Depite early Canadian suspicions of North Syrian independance, the two countries have eventually grew to be extremely close and powerful allies, with Canada deciding to follow the steps of its southern neighbor the United States into supporting the North Syrian independance.
Both countries are politically identical, with both following the Westminster model of government, with the exception of having different monarchs as Heads of State. In addition, French is an official language in both nations. Dual citizenship between North Syrians and Canadians is very high, as the Canadian and North Syrian governments have stated their support and encouragement of dual citizenships. Canada has one of the highest North Syrian foreign exchange student communities, third from its southern neighbor the United States, and second from its western counterpart the United Kingdom.

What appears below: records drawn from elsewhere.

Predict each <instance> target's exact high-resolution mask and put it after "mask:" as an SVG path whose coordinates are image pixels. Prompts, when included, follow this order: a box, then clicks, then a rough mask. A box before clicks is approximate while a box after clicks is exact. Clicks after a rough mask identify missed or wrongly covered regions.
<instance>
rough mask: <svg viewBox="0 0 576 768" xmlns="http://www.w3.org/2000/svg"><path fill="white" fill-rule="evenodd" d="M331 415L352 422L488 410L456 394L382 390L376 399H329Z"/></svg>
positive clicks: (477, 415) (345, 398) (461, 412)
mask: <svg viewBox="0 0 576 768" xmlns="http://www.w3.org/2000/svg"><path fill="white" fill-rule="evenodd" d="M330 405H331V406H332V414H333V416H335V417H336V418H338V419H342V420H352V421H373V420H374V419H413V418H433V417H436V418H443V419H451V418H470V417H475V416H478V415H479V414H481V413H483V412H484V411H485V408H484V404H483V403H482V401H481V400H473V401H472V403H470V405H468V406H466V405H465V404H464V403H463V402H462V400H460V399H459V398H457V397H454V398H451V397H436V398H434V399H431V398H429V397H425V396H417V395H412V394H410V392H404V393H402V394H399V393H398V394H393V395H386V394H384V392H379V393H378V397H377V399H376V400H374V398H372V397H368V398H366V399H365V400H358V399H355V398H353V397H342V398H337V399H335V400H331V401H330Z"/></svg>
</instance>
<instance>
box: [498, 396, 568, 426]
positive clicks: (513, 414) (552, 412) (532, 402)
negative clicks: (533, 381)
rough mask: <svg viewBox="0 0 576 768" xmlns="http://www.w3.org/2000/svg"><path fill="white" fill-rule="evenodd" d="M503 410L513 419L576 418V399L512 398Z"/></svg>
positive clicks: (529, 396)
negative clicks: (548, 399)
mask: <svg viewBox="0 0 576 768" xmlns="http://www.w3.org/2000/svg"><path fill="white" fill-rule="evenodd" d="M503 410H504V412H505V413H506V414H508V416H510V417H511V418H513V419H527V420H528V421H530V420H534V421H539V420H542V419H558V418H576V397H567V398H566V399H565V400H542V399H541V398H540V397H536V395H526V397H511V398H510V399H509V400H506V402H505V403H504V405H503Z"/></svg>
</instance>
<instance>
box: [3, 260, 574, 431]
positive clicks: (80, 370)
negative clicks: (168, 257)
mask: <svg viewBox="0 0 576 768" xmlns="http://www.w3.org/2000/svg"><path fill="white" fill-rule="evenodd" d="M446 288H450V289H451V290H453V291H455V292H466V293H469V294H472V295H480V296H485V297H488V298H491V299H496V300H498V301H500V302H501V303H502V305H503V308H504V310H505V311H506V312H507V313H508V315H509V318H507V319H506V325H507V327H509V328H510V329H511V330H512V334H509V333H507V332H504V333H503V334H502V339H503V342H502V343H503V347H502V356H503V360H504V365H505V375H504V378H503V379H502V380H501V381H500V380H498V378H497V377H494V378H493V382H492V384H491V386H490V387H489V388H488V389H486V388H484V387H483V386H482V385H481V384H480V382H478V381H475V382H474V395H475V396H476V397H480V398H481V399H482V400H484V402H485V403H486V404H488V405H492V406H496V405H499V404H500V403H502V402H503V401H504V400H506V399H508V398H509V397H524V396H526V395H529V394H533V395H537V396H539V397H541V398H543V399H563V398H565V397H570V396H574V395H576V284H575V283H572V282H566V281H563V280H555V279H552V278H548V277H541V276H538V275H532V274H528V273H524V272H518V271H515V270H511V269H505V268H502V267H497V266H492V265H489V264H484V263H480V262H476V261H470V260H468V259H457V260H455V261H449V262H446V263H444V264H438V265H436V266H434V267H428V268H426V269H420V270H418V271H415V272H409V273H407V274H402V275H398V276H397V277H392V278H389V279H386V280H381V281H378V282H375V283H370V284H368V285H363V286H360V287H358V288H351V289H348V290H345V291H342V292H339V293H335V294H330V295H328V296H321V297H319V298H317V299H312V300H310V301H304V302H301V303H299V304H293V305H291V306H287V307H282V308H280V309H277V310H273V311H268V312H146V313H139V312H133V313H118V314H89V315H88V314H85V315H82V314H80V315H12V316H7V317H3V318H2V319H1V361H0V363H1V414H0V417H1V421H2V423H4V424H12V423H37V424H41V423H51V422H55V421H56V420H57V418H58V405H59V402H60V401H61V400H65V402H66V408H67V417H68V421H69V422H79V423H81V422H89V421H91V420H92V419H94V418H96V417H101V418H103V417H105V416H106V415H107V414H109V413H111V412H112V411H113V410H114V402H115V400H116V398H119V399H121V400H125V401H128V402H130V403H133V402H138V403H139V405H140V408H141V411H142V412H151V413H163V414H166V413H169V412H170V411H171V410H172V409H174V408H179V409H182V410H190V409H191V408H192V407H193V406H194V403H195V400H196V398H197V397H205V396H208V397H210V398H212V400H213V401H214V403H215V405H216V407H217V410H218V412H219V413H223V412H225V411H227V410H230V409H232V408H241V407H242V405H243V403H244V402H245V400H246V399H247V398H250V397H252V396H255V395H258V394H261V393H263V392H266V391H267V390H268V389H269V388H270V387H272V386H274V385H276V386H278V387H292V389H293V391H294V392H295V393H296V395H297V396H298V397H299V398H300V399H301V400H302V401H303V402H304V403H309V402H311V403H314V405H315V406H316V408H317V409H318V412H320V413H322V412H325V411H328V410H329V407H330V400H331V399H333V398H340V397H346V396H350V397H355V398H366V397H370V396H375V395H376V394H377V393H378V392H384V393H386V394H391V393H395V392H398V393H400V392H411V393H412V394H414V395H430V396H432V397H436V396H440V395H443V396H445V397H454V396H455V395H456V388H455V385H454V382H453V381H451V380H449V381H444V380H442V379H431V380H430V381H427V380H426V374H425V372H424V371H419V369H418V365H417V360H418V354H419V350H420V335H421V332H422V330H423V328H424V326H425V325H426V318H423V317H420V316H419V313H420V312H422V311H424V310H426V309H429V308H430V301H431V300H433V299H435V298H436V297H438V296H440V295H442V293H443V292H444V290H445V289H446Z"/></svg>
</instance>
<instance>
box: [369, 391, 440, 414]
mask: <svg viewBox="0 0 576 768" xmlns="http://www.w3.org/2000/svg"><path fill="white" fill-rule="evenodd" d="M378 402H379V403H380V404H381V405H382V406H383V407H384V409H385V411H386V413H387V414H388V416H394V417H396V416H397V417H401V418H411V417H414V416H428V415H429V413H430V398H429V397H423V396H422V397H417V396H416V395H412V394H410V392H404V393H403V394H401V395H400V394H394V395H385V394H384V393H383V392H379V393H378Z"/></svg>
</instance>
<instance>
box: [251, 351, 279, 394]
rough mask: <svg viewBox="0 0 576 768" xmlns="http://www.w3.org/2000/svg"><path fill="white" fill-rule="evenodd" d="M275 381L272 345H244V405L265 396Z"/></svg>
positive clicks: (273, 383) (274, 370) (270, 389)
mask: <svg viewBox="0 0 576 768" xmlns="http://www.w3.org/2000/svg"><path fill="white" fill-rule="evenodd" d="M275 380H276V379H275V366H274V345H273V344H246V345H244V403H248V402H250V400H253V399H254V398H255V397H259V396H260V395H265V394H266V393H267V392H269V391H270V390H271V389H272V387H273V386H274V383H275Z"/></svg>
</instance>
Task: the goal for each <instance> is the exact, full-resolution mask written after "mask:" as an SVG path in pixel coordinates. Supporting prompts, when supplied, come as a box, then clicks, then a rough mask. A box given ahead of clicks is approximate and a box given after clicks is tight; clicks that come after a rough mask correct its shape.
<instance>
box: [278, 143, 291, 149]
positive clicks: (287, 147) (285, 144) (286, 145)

Many wealthy North Syrians tend to own property in Canada, there are also some Canadian chains operating in North Syria, such as Tim Horton's.
According to a 2014 poll, 45% of Canadians view North Syrian influence positively, with 55% stating a negative view, and 69% of North Syrians view Canadian leadership and influence positively, with 31% stating a negative view.
However, there have been a decrease in the number of North Syrians supporting Canadian leadership, as many of them have stated their criticisms and opposition to the right-wing government of Canada under Prime Minister Stephen Harper, who is curently enjoying his third term as Prime Minister. However, many Canadians have been approving of Prime Minister Muhsin el-Hussein's leadership in North Syria, particularily his handling of terrorists, criminals and drug traffickers in the Kingdom.